DEV Community

Discussion on: Calculating a Moving Average on Streaming Data

Collapse
 
mortoray profile image
edA‑qa mort‑ora‑y

I'm not sure if this corrects the floating point precision problem or swaps it out for a new one.

When N gets large, the original equation suffers from having a large accumulated value, thus running the risk of added samples not preserving their full precision -- in the worst case they become 0.

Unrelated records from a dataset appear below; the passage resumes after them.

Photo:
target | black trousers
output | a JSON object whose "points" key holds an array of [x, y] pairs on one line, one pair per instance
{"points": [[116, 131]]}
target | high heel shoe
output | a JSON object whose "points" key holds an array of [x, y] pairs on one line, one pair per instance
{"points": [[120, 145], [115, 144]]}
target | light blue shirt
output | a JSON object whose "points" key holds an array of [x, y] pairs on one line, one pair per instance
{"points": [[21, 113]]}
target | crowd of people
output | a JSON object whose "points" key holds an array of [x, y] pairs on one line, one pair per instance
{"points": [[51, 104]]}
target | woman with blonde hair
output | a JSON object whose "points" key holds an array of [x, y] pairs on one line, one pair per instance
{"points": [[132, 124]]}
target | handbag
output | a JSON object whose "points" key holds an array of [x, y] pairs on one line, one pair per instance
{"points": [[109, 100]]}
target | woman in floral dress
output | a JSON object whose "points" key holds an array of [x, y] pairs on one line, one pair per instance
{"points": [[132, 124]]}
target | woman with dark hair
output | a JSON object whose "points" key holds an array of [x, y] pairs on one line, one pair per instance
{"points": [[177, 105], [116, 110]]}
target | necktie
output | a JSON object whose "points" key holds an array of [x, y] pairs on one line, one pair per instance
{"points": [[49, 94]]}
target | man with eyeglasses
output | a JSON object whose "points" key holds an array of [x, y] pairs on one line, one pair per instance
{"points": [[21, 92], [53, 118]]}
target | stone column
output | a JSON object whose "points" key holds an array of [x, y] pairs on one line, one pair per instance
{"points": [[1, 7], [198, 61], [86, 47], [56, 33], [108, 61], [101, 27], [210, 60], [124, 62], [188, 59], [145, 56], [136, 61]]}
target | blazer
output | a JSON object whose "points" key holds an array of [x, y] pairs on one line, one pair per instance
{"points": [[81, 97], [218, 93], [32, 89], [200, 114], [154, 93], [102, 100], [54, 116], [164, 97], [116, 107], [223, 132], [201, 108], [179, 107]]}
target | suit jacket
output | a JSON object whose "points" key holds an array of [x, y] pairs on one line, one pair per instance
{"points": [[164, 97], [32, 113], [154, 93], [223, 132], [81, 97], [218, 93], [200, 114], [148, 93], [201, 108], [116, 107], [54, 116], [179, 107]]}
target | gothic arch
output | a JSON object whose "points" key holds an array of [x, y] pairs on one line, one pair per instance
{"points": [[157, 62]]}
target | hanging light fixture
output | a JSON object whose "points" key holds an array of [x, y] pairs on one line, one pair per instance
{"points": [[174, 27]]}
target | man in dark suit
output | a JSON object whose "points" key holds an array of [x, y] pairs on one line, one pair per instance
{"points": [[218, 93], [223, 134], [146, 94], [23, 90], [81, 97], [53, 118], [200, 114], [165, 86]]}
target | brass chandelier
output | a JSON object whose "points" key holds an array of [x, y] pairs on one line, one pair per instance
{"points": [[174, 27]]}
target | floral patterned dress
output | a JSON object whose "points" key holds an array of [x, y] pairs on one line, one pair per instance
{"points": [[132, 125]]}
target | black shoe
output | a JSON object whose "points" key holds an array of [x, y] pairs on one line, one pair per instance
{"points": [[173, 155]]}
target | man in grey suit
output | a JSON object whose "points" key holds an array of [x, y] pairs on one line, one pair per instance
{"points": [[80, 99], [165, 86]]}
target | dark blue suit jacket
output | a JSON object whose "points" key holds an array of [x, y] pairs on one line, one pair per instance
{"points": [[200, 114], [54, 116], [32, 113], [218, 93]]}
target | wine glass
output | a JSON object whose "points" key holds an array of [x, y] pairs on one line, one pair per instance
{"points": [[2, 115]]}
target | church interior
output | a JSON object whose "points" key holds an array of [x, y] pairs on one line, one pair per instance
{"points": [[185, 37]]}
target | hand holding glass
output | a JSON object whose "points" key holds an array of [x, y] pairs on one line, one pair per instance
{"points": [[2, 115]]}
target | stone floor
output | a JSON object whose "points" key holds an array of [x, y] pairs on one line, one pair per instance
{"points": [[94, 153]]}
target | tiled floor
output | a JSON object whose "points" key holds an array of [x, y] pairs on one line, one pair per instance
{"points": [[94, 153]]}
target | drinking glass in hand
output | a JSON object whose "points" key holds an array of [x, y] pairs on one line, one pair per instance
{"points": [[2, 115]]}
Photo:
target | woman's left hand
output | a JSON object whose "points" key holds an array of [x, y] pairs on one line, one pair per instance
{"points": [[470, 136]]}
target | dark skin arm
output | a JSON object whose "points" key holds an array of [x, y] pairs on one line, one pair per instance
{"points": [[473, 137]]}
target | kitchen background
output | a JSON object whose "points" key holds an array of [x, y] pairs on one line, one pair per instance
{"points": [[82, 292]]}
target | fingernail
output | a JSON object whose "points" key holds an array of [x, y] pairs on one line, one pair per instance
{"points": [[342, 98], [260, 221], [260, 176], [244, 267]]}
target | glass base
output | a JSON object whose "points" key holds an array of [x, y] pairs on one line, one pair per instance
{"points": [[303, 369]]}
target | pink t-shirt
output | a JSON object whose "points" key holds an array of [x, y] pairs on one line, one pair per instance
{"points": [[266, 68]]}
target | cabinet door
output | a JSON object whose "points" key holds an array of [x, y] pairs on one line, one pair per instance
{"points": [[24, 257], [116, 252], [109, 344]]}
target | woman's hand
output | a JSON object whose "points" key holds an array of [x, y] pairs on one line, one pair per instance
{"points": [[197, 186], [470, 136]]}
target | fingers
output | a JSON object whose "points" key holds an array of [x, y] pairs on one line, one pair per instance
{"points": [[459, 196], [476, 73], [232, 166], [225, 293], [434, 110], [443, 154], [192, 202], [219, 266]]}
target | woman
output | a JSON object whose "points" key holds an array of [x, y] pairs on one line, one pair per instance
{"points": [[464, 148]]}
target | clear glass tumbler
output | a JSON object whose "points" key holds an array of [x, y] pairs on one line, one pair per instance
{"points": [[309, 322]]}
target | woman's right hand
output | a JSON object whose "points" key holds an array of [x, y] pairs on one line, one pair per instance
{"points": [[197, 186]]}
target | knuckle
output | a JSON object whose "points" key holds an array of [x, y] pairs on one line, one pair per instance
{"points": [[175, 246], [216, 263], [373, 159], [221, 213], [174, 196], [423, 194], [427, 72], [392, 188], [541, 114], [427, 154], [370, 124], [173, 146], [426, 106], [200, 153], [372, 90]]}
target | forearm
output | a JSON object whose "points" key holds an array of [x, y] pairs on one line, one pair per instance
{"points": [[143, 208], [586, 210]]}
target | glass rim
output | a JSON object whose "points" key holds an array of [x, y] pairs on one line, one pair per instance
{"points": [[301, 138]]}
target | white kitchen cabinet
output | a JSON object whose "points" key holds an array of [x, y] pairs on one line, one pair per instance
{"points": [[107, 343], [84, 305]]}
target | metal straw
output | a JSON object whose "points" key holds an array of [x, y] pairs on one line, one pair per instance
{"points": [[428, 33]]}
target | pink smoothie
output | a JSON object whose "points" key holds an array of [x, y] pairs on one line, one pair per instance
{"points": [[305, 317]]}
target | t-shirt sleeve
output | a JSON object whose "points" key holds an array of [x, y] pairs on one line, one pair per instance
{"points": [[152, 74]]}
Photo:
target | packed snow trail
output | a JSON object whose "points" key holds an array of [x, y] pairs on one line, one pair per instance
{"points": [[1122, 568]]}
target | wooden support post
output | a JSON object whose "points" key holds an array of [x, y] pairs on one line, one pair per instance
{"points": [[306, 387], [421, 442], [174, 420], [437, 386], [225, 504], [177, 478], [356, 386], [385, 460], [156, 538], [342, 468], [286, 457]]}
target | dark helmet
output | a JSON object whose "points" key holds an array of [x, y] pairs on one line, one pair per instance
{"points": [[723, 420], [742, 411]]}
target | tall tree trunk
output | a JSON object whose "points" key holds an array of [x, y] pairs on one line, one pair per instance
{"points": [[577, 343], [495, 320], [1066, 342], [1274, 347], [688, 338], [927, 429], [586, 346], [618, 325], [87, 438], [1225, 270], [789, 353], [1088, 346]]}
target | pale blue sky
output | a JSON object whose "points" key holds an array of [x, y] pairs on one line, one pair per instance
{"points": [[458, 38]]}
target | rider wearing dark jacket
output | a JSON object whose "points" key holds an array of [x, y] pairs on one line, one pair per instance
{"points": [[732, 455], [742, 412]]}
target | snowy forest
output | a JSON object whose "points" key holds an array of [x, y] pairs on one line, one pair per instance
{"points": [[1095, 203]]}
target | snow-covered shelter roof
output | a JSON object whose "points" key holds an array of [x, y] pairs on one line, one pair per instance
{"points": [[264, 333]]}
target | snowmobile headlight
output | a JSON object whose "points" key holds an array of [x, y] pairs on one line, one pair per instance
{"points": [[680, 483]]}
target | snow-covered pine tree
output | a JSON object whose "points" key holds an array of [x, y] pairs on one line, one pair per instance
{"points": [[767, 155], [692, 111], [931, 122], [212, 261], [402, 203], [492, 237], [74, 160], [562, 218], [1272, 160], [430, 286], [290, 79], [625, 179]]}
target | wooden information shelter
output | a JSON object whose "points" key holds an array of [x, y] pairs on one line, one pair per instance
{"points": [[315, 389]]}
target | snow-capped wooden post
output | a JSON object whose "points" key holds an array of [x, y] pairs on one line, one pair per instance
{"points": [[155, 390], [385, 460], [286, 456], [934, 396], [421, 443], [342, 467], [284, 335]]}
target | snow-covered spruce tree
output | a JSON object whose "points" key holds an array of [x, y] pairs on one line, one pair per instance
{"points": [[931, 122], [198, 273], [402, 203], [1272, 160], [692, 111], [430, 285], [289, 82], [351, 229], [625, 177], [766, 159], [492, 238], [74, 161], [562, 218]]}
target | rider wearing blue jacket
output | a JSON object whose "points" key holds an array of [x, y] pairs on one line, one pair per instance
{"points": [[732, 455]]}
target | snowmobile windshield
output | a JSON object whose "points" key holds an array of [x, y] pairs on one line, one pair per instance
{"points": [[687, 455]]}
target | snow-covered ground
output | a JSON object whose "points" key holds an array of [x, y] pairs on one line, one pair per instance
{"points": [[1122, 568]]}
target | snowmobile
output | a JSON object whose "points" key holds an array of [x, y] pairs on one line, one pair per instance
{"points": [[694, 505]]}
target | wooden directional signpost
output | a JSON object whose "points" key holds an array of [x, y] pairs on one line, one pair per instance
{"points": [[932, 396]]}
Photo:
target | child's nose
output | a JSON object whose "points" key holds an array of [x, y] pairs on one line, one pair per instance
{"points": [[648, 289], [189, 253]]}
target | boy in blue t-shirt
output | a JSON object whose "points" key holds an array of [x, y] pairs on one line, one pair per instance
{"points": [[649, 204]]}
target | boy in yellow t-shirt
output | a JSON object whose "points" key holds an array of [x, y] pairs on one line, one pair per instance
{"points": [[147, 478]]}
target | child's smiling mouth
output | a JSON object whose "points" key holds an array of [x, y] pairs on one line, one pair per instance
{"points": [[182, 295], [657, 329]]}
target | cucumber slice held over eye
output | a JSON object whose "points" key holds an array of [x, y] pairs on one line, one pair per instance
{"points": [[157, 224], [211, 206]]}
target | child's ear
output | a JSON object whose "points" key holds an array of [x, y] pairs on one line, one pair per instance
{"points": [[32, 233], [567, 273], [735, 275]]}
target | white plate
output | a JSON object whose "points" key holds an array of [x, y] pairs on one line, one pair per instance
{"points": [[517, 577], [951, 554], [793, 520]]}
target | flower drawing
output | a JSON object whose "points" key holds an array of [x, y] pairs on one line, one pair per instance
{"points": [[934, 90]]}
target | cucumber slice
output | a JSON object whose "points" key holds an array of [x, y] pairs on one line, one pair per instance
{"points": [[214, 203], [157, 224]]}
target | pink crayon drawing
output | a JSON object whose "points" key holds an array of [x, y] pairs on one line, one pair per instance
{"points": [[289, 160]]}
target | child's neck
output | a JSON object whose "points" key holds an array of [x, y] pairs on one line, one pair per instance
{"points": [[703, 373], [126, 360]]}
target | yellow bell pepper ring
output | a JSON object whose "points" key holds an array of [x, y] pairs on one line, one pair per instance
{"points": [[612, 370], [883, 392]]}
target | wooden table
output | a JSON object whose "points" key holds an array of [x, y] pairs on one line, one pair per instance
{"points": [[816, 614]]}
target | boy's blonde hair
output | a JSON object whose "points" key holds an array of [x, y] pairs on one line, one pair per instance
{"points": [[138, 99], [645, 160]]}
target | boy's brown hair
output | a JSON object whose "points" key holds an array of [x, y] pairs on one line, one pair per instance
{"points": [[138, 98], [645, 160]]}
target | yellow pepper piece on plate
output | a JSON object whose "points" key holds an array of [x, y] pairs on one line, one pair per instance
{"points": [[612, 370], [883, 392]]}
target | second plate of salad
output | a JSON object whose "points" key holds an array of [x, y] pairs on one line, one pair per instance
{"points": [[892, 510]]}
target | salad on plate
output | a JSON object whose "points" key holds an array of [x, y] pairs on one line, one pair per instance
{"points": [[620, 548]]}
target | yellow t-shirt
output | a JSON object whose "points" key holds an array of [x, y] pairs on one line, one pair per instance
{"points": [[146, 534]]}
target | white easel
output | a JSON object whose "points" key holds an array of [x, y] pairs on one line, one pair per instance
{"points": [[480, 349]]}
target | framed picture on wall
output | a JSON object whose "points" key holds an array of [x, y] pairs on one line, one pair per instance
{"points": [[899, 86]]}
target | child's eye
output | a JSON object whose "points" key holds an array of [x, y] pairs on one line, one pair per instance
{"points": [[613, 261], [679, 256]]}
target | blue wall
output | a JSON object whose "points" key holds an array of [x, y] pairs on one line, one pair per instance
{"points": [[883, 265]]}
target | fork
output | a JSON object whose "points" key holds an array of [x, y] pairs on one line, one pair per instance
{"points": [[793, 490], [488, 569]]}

But, in the online approach, you're dividing each sample by N and adding to the current average. This has the same problem that as N grows the value of individual samples decreases, running the risk of not being significant compared to the current running average.

Collapse
 
nestedsoftware profile image
Nested Software • Edited

That's an excellent point! It does seem as though the average will basically stop changing once n gets high enough. Off the top of my head, it seems that one could calculate the average over a window of the most recent m values rather than the total n of all the values received so far. Maybe there's a better solution than that one though. What do you think?

Collapse
 
mortoray profile image
edA‑qa mort‑ora‑y

Yes, a windowed solution will work. It depends on the needs of the software. I've use the solution you've provided many times without problem, where accuracy wasn't vitally important.

Creating higher precision solutions can be challenging. An alternative, if speed isn't a big issue (which it usually isn't), is to use high precision number library, like libGmp, and use something like 1024bit floating point numbers. It's what I use for constants in the Leaf compiler.